Le duc l’aperçut et le lui rendit.

— Une chose espagnole vraiment utile, murmura M. de Pluncey, mais remarquez combien cela préserve mal ceux qui se noient. »

Renée remit l’arme à son corsage et sourit tristement.

— C’est offensif ! dit-elle pour faire une réponse ; elle ajouta, en arrangeant sa coiffe et sa toque :

— Je m’appelle Renée Fayor, Monsieur, et je vous remercie.

— La fille du général Fayor ! s’écria le duc. Ah ! par exemple ! La fille de mon fougueux adversaire politique qui vient de faire un discours si étonnant au Conseil de Montpellier. Je suis ravi d’avoir pu rendre un service à l’enfant d’un homme qui voulait m’étrangler hier. »

Renée ne comprenait plus.

— Mon père se porte donc pour la députation ? interrogea-t-elle, effrayée.
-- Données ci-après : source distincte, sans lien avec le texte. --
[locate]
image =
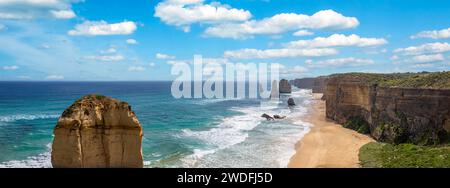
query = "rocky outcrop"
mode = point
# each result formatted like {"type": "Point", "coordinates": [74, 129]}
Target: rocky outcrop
{"type": "Point", "coordinates": [303, 83]}
{"type": "Point", "coordinates": [97, 132]}
{"type": "Point", "coordinates": [320, 84]}
{"type": "Point", "coordinates": [285, 86]}
{"type": "Point", "coordinates": [291, 102]}
{"type": "Point", "coordinates": [394, 115]}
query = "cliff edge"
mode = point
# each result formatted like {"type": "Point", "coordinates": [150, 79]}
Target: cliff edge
{"type": "Point", "coordinates": [97, 132]}
{"type": "Point", "coordinates": [393, 108]}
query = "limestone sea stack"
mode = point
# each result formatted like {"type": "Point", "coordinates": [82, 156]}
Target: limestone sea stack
{"type": "Point", "coordinates": [98, 132]}
{"type": "Point", "coordinates": [285, 87]}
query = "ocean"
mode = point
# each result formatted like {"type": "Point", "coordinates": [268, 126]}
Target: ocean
{"type": "Point", "coordinates": [177, 132]}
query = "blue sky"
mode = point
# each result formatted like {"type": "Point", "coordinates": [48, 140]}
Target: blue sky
{"type": "Point", "coordinates": [140, 40]}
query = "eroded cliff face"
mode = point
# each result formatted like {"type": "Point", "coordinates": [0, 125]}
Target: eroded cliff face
{"type": "Point", "coordinates": [320, 84]}
{"type": "Point", "coordinates": [395, 115]}
{"type": "Point", "coordinates": [303, 83]}
{"type": "Point", "coordinates": [285, 86]}
{"type": "Point", "coordinates": [97, 132]}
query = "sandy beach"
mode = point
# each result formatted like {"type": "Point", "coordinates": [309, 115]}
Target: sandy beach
{"type": "Point", "coordinates": [327, 145]}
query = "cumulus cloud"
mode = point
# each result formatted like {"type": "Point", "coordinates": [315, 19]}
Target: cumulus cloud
{"type": "Point", "coordinates": [434, 34]}
{"type": "Point", "coordinates": [54, 77]}
{"type": "Point", "coordinates": [31, 9]}
{"type": "Point", "coordinates": [337, 40]}
{"type": "Point", "coordinates": [63, 14]}
{"type": "Point", "coordinates": [110, 50]}
{"type": "Point", "coordinates": [350, 61]}
{"type": "Point", "coordinates": [105, 58]}
{"type": "Point", "coordinates": [94, 28]}
{"type": "Point", "coordinates": [280, 23]}
{"type": "Point", "coordinates": [183, 13]}
{"type": "Point", "coordinates": [428, 58]}
{"type": "Point", "coordinates": [428, 48]}
{"type": "Point", "coordinates": [164, 56]}
{"type": "Point", "coordinates": [302, 33]}
{"type": "Point", "coordinates": [136, 69]}
{"type": "Point", "coordinates": [278, 53]}
{"type": "Point", "coordinates": [11, 68]}
{"type": "Point", "coordinates": [132, 41]}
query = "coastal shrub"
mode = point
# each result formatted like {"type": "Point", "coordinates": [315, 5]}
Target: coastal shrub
{"type": "Point", "coordinates": [434, 80]}
{"type": "Point", "coordinates": [358, 124]}
{"type": "Point", "coordinates": [382, 155]}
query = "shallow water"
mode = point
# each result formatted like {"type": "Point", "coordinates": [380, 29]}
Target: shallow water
{"type": "Point", "coordinates": [177, 133]}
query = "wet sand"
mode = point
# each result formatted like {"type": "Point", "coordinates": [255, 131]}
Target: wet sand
{"type": "Point", "coordinates": [327, 145]}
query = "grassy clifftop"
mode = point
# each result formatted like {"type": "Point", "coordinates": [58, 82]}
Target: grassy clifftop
{"type": "Point", "coordinates": [381, 155]}
{"type": "Point", "coordinates": [435, 80]}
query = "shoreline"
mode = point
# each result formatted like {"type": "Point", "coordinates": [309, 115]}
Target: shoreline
{"type": "Point", "coordinates": [327, 145]}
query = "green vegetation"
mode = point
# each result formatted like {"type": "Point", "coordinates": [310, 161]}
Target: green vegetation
{"type": "Point", "coordinates": [381, 155]}
{"type": "Point", "coordinates": [358, 124]}
{"type": "Point", "coordinates": [435, 80]}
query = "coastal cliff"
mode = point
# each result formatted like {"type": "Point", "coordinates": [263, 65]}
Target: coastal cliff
{"type": "Point", "coordinates": [304, 83]}
{"type": "Point", "coordinates": [402, 108]}
{"type": "Point", "coordinates": [285, 86]}
{"type": "Point", "coordinates": [97, 132]}
{"type": "Point", "coordinates": [317, 85]}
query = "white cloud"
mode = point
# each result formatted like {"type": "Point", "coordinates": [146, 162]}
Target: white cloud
{"type": "Point", "coordinates": [54, 77]}
{"type": "Point", "coordinates": [435, 34]}
{"type": "Point", "coordinates": [63, 14]}
{"type": "Point", "coordinates": [136, 69]}
{"type": "Point", "coordinates": [183, 13]}
{"type": "Point", "coordinates": [428, 58]}
{"type": "Point", "coordinates": [428, 48]}
{"type": "Point", "coordinates": [31, 9]}
{"type": "Point", "coordinates": [14, 67]}
{"type": "Point", "coordinates": [105, 58]}
{"type": "Point", "coordinates": [336, 40]}
{"type": "Point", "coordinates": [278, 53]}
{"type": "Point", "coordinates": [302, 33]}
{"type": "Point", "coordinates": [164, 56]}
{"type": "Point", "coordinates": [94, 28]}
{"type": "Point", "coordinates": [394, 57]}
{"type": "Point", "coordinates": [350, 61]}
{"type": "Point", "coordinates": [110, 50]}
{"type": "Point", "coordinates": [174, 62]}
{"type": "Point", "coordinates": [132, 41]}
{"type": "Point", "coordinates": [280, 23]}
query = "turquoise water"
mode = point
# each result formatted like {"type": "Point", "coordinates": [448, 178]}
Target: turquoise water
{"type": "Point", "coordinates": [177, 132]}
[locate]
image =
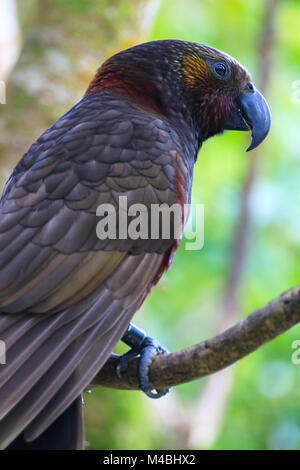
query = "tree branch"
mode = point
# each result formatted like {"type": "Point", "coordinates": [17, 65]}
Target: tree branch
{"type": "Point", "coordinates": [212, 355]}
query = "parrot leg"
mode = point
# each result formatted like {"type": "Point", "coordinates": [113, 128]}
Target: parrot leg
{"type": "Point", "coordinates": [146, 348]}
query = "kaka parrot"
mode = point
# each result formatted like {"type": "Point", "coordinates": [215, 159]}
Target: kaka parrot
{"type": "Point", "coordinates": [67, 296]}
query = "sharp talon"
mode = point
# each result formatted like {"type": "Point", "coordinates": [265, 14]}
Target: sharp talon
{"type": "Point", "coordinates": [149, 349]}
{"type": "Point", "coordinates": [146, 348]}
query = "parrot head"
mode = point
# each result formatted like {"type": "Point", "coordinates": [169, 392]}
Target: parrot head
{"type": "Point", "coordinates": [209, 88]}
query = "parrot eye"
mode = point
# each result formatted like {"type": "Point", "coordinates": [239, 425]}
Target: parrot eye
{"type": "Point", "coordinates": [220, 70]}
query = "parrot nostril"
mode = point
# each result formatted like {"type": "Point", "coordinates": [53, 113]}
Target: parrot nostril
{"type": "Point", "coordinates": [250, 87]}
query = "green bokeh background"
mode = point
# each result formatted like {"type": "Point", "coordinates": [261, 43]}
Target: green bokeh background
{"type": "Point", "coordinates": [63, 44]}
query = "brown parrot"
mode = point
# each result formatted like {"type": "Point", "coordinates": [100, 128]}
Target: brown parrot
{"type": "Point", "coordinates": [67, 296]}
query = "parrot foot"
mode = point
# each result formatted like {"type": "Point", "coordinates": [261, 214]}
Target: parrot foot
{"type": "Point", "coordinates": [146, 348]}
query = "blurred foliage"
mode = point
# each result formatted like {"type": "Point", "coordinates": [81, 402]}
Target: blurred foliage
{"type": "Point", "coordinates": [64, 42]}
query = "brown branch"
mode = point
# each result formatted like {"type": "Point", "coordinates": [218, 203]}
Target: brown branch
{"type": "Point", "coordinates": [215, 354]}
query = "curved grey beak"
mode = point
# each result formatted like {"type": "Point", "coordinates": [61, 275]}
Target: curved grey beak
{"type": "Point", "coordinates": [254, 113]}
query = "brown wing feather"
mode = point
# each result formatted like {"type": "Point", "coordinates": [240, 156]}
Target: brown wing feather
{"type": "Point", "coordinates": [68, 296]}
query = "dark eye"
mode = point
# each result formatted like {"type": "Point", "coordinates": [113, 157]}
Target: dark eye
{"type": "Point", "coordinates": [220, 69]}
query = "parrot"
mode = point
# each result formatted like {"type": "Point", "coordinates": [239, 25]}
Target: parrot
{"type": "Point", "coordinates": [67, 296]}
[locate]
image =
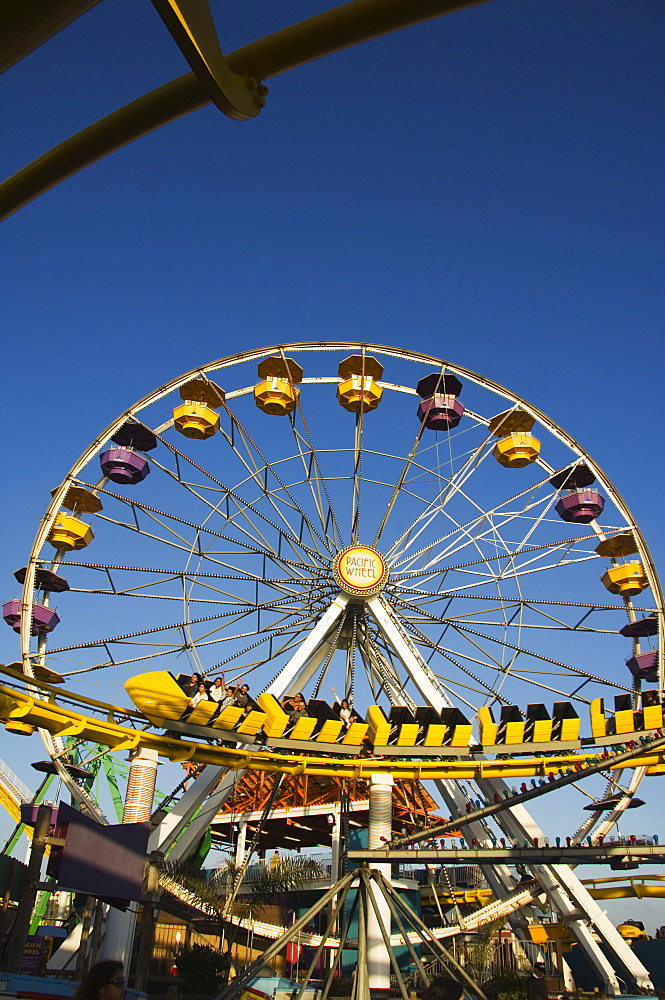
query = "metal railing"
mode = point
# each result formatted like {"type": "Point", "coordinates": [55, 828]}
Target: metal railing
{"type": "Point", "coordinates": [14, 784]}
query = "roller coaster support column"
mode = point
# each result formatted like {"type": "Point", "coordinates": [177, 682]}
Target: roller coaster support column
{"type": "Point", "coordinates": [138, 808]}
{"type": "Point", "coordinates": [29, 893]}
{"type": "Point", "coordinates": [241, 843]}
{"type": "Point", "coordinates": [379, 833]}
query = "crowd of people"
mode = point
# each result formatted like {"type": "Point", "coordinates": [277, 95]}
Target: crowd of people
{"type": "Point", "coordinates": [217, 691]}
{"type": "Point", "coordinates": [199, 689]}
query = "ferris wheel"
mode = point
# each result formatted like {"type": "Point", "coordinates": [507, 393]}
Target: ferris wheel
{"type": "Point", "coordinates": [373, 520]}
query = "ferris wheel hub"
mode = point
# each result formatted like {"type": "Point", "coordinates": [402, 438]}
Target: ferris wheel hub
{"type": "Point", "coordinates": [360, 571]}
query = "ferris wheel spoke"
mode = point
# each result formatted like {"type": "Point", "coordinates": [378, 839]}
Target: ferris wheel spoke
{"type": "Point", "coordinates": [400, 483]}
{"type": "Point", "coordinates": [288, 565]}
{"type": "Point", "coordinates": [317, 484]}
{"type": "Point", "coordinates": [467, 633]}
{"type": "Point", "coordinates": [565, 543]}
{"type": "Point", "coordinates": [453, 485]}
{"type": "Point", "coordinates": [261, 474]}
{"type": "Point", "coordinates": [225, 620]}
{"type": "Point", "coordinates": [155, 515]}
{"type": "Point", "coordinates": [483, 579]}
{"type": "Point", "coordinates": [357, 470]}
{"type": "Point", "coordinates": [480, 529]}
{"type": "Point", "coordinates": [241, 505]}
{"type": "Point", "coordinates": [283, 583]}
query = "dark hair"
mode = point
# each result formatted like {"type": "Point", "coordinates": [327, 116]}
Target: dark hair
{"type": "Point", "coordinates": [98, 976]}
{"type": "Point", "coordinates": [443, 988]}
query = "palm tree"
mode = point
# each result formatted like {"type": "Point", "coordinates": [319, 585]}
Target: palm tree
{"type": "Point", "coordinates": [225, 895]}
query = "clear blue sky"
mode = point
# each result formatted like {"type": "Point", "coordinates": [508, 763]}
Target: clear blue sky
{"type": "Point", "coordinates": [486, 187]}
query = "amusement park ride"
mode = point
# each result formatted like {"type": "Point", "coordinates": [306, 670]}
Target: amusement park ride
{"type": "Point", "coordinates": [314, 514]}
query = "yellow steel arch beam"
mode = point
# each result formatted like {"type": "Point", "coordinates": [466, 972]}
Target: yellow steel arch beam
{"type": "Point", "coordinates": [27, 24]}
{"type": "Point", "coordinates": [294, 46]}
{"type": "Point", "coordinates": [32, 710]}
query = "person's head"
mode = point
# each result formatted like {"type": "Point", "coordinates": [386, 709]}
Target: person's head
{"type": "Point", "coordinates": [104, 981]}
{"type": "Point", "coordinates": [443, 988]}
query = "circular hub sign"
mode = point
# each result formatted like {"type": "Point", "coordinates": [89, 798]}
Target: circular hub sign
{"type": "Point", "coordinates": [360, 570]}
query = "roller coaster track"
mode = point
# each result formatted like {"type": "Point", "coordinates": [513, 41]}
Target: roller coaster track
{"type": "Point", "coordinates": [13, 793]}
{"type": "Point", "coordinates": [42, 710]}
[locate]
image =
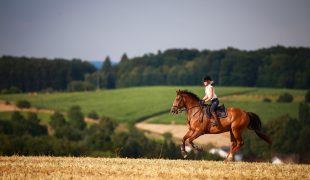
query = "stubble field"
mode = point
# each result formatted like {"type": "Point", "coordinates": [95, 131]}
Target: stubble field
{"type": "Point", "coordinates": [19, 167]}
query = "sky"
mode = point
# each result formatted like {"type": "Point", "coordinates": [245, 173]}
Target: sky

— Bon ! je découvre les secrets de famille, à présent ; oui, Mademoiselle, il se porte ! Il fait éditer un volume sur la guerre. Il remue le pays. Nous avons chacun nos agents intimes ; nos journaux clament, et nous devrons nous battre. Il paraît que je suis un épouvantable royaliste et qu’il est un atroce républicain. Et sur le tout, brochez le maire de Gana-les-Écluses, un maire qui assoiffe ses administrés.